Koothan is a 2018 Indian Tamil-language musical film written and directed by Venky AL. The film stars newcomers Raj Kumar and Srijita Ghosh while Nagendra Prasad plays the main antagonist. Koothan released to negative reviews whereas its dance sequences were praised.

Plot 
Raana (Raj Kumar) is a dancer who earns his living by doing several shows. His mother (Urvashi), a junior artiste in films, is a nightmare for filmmakers, thanks to her terrible acting skills. He once happens to meet Srilakshmi (Srijita Ghosh), another dancer, at a competition held in the city, where the latter makes her presence only to settle some personal scores with Krishna (Nagendra Prasad).
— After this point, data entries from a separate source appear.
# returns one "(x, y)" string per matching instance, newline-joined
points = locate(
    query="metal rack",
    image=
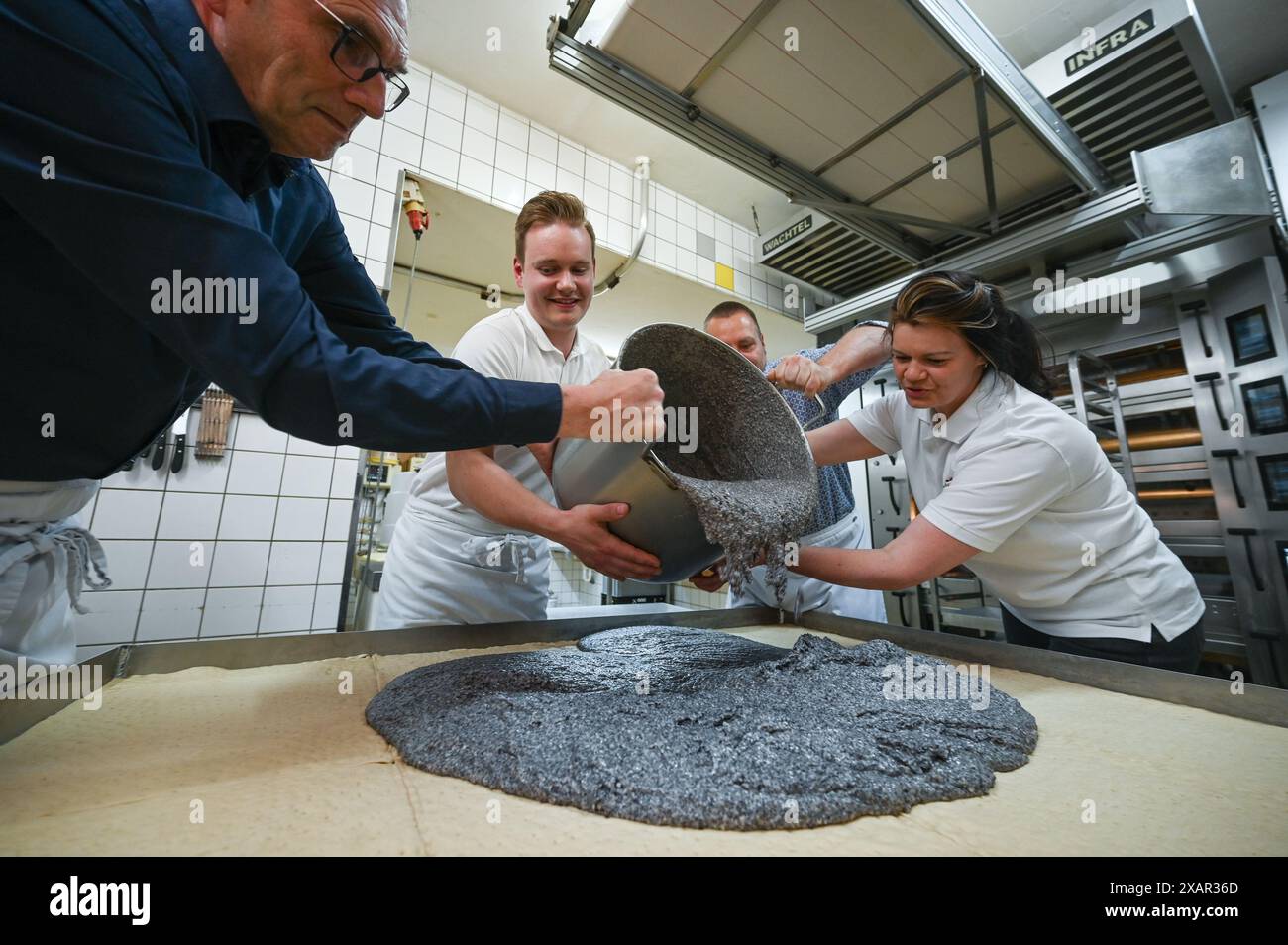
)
(1096, 403)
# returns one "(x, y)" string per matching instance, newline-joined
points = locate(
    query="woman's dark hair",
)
(975, 310)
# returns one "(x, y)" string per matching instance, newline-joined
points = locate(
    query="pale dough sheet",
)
(282, 763)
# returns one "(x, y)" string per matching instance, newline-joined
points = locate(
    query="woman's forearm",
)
(872, 570)
(919, 553)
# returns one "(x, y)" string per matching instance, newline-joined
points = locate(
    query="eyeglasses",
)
(359, 59)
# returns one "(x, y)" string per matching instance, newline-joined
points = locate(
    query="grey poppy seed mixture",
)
(696, 727)
(751, 479)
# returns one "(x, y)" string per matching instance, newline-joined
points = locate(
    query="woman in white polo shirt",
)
(1012, 485)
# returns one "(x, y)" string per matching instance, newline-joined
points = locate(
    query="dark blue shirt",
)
(125, 158)
(835, 489)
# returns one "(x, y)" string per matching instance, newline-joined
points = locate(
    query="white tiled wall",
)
(246, 545)
(572, 583)
(472, 145)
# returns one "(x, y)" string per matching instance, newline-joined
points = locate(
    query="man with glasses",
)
(162, 227)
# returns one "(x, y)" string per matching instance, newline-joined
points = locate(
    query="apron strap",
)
(86, 563)
(489, 553)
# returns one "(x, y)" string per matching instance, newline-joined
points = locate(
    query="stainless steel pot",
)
(745, 430)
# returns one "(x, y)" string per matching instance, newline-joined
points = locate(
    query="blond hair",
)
(546, 207)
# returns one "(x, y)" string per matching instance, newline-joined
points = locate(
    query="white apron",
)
(437, 574)
(46, 559)
(810, 593)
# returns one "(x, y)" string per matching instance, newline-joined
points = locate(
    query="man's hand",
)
(584, 531)
(617, 404)
(545, 456)
(798, 372)
(709, 579)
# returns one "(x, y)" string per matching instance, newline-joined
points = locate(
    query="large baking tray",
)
(1257, 703)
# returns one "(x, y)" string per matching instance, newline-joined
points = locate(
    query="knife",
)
(180, 438)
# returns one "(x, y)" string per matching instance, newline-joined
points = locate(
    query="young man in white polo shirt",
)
(472, 546)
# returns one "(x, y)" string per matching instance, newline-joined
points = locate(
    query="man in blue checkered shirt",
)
(831, 372)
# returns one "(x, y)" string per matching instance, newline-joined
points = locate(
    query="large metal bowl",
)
(745, 430)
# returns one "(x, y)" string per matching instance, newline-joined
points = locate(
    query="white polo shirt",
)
(1063, 542)
(513, 347)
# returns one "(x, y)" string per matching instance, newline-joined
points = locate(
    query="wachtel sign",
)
(1112, 42)
(787, 235)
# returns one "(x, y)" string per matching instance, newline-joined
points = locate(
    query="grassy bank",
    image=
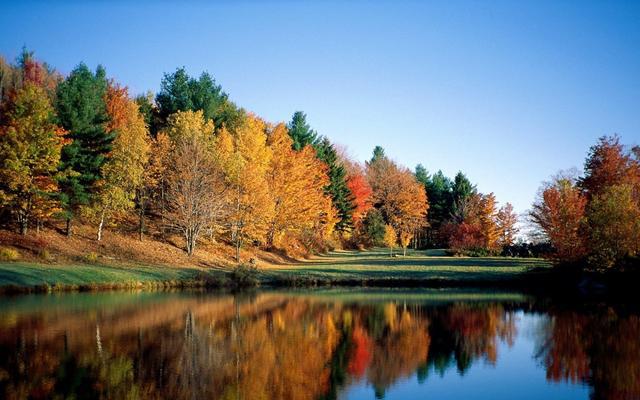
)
(340, 268)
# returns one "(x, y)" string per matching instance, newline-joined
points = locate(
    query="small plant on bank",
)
(92, 257)
(245, 275)
(8, 254)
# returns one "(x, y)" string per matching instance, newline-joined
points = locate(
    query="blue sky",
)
(508, 92)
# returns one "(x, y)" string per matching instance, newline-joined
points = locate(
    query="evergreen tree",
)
(300, 131)
(378, 154)
(338, 190)
(461, 190)
(180, 92)
(82, 112)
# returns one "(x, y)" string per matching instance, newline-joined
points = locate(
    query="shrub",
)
(8, 254)
(245, 275)
(91, 257)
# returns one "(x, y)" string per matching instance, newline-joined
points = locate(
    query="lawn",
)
(418, 265)
(374, 266)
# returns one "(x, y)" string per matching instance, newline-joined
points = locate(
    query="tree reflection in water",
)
(276, 346)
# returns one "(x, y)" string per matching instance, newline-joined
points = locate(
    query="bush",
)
(8, 254)
(245, 275)
(91, 257)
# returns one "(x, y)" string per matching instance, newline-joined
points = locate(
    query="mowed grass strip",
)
(27, 275)
(378, 264)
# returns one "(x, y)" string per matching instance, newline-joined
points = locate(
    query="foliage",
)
(301, 133)
(195, 186)
(30, 146)
(296, 183)
(245, 159)
(390, 237)
(82, 112)
(180, 92)
(123, 170)
(9, 254)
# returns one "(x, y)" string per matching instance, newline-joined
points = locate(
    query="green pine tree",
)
(82, 112)
(301, 132)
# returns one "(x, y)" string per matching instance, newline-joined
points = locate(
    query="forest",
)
(188, 162)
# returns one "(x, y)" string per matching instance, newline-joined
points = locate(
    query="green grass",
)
(22, 274)
(334, 268)
(377, 264)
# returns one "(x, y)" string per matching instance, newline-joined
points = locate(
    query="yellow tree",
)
(123, 171)
(296, 181)
(487, 219)
(195, 181)
(405, 239)
(390, 238)
(245, 158)
(506, 220)
(30, 145)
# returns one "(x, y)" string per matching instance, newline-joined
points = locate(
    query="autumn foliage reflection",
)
(294, 347)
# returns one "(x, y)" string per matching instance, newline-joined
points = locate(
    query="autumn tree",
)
(390, 238)
(608, 164)
(296, 183)
(82, 112)
(560, 214)
(123, 170)
(195, 182)
(613, 217)
(506, 220)
(398, 195)
(30, 146)
(405, 239)
(487, 220)
(361, 192)
(337, 188)
(245, 159)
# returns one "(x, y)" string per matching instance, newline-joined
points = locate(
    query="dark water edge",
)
(324, 343)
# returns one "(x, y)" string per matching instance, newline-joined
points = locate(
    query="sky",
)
(507, 92)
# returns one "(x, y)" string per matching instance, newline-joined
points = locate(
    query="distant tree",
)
(246, 158)
(405, 239)
(560, 214)
(195, 183)
(341, 196)
(614, 225)
(301, 133)
(296, 182)
(30, 146)
(608, 164)
(507, 220)
(180, 92)
(373, 225)
(378, 154)
(488, 221)
(123, 170)
(361, 192)
(82, 112)
(439, 193)
(390, 238)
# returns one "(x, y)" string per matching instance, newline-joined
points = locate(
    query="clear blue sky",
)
(508, 92)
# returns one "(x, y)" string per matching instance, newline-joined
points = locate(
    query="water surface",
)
(344, 344)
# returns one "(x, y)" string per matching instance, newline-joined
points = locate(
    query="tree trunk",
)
(141, 224)
(100, 225)
(23, 220)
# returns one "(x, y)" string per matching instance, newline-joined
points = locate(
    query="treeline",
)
(593, 220)
(189, 161)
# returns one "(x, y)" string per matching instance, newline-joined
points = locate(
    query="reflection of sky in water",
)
(515, 375)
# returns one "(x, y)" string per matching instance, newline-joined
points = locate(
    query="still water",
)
(336, 344)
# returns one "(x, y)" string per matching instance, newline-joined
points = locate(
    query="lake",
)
(325, 344)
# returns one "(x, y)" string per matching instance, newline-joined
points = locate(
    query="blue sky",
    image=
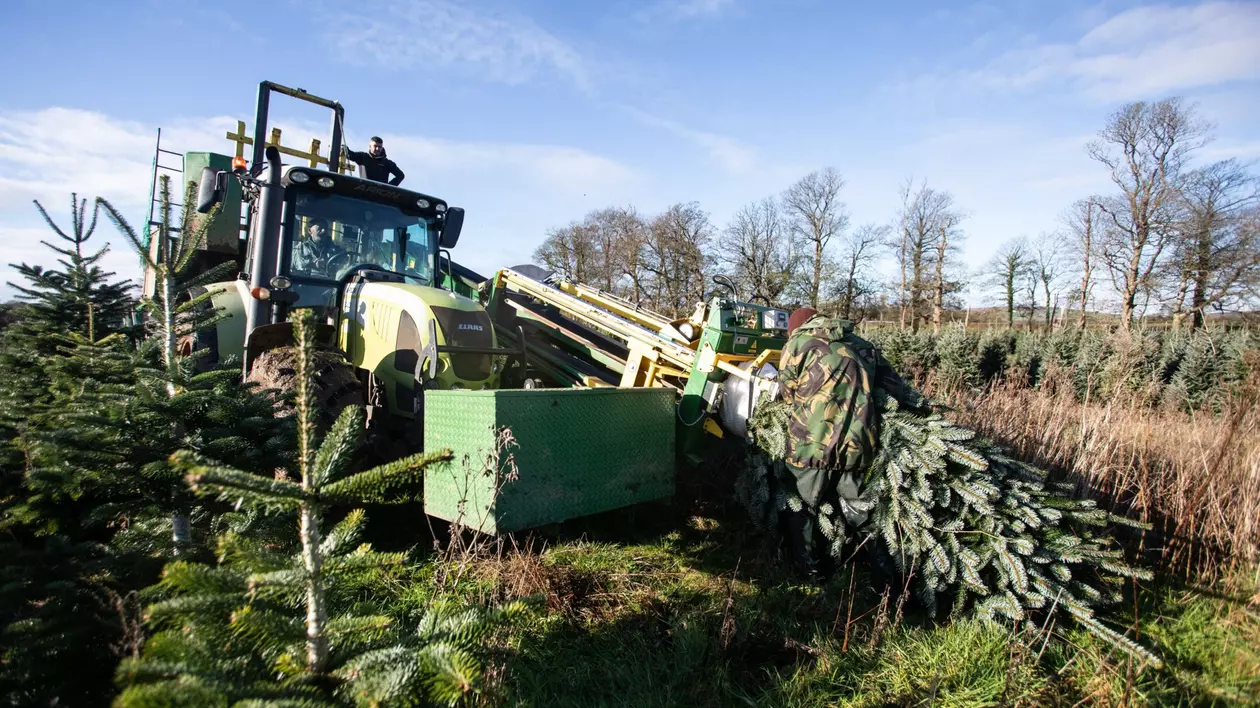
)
(533, 112)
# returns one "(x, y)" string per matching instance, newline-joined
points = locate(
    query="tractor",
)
(369, 260)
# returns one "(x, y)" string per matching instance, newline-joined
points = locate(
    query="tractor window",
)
(421, 247)
(333, 234)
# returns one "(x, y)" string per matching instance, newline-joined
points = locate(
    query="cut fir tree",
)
(972, 525)
(305, 621)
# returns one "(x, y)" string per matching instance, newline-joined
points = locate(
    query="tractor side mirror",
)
(451, 227)
(211, 190)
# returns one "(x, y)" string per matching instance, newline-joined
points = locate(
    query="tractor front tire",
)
(335, 383)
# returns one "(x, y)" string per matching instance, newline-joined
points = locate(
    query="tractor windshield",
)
(332, 234)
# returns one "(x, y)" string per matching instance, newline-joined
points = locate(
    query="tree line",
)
(1176, 236)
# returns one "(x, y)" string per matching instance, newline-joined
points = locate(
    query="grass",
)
(694, 611)
(1195, 476)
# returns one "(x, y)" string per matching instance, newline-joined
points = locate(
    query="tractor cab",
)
(337, 227)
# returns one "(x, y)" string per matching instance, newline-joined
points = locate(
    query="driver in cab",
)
(316, 253)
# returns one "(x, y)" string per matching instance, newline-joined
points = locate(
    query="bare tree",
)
(927, 221)
(853, 285)
(1046, 265)
(1082, 221)
(677, 256)
(759, 252)
(815, 216)
(570, 251)
(1008, 271)
(1217, 258)
(1144, 146)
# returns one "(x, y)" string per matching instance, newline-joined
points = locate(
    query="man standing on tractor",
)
(827, 377)
(376, 165)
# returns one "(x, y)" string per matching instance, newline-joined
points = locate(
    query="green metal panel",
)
(224, 234)
(578, 452)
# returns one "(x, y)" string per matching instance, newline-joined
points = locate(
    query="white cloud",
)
(1142, 52)
(732, 155)
(441, 35)
(553, 168)
(513, 192)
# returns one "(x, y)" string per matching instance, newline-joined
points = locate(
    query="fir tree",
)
(956, 359)
(994, 347)
(59, 622)
(286, 626)
(977, 528)
(81, 297)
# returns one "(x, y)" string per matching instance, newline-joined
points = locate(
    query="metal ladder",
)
(151, 221)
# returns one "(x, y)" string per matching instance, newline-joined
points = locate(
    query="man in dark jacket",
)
(374, 164)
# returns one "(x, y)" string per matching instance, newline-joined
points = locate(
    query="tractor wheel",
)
(335, 383)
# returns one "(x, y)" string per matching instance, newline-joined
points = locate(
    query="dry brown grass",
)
(1195, 476)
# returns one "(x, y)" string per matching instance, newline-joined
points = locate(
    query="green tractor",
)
(584, 401)
(369, 260)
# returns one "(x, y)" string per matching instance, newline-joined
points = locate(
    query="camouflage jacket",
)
(827, 376)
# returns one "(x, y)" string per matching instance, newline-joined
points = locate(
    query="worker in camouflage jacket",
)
(827, 376)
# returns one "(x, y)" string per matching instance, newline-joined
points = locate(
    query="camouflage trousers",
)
(815, 486)
(818, 485)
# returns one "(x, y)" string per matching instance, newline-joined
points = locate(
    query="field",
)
(687, 606)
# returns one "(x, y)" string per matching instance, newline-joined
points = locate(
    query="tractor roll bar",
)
(260, 122)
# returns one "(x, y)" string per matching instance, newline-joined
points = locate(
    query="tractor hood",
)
(387, 328)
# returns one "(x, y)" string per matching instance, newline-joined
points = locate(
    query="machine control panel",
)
(774, 320)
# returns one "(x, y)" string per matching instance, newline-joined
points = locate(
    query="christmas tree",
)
(289, 624)
(974, 528)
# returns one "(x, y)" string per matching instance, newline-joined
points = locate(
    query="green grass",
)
(694, 611)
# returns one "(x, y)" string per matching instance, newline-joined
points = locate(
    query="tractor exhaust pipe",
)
(266, 252)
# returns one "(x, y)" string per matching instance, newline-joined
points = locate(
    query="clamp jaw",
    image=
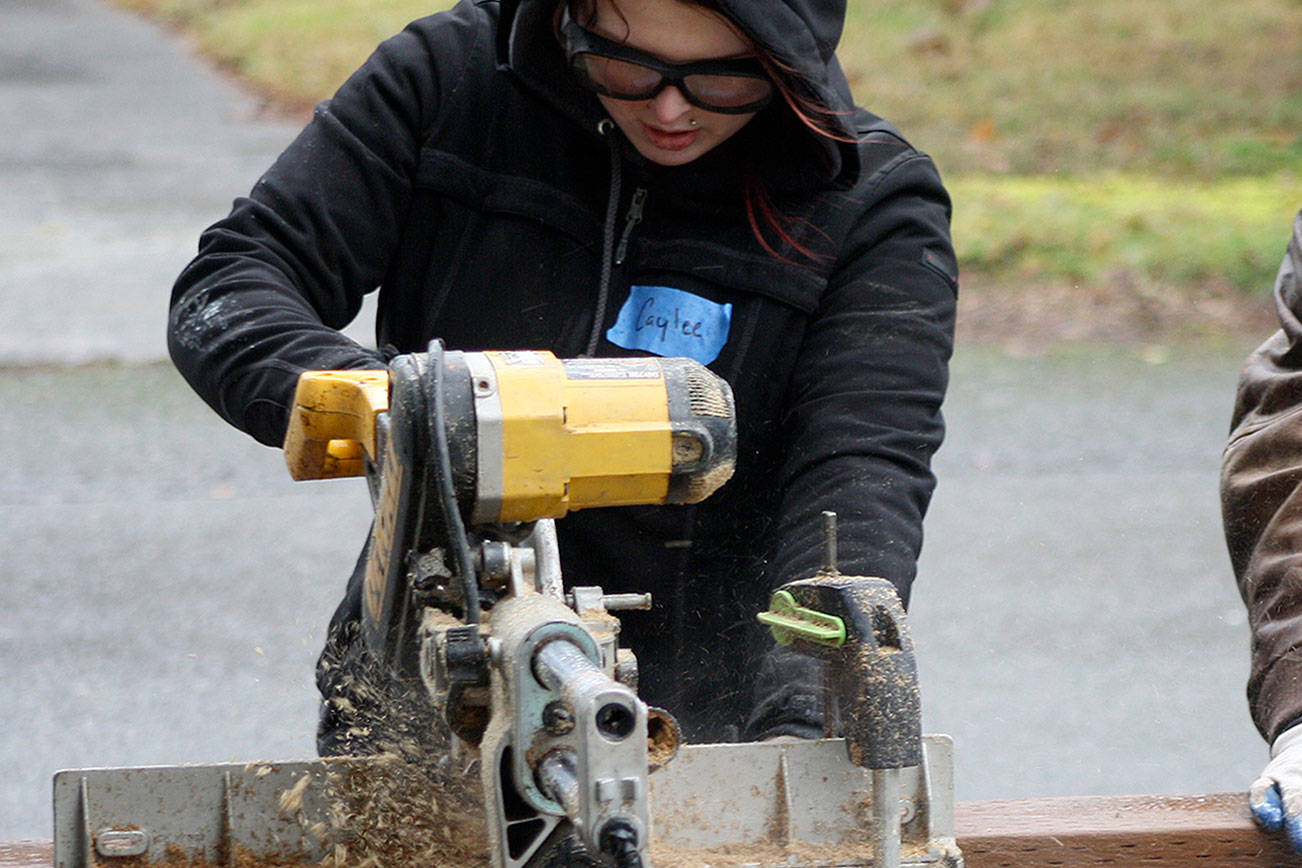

Raana and Srilakshmi become close eventually after meeting a couple of times.

Cast
Raj Kumar as Raana, head of the Battery Boys dance team
 Nagendra Prasad as Krishna, the main antagonist
Srijita Ghosh as Srilakshmi
 Kira Narayanan as Devi, Srilakshmi's sister
 K. Bhagyaraj
 Urvashi as Kalairasi, Raana's mother
 Sonal Singh as Dimple, a member of the Battery Boys dance team
 Ashmini Balakrishnan as Apoorva, Srilakshmi's friend
 Sriranjini
 Renuka
 Manobala as Film Director
 Ramki as himself
 Junior Balaiah

Reception 
A critic from The Times of India gave the film one-and-a-half out of five stars and wrote that "The film, except for a few dance movements and the performances of Rajkumar and Nagendra Prasad, is a tiresome watch".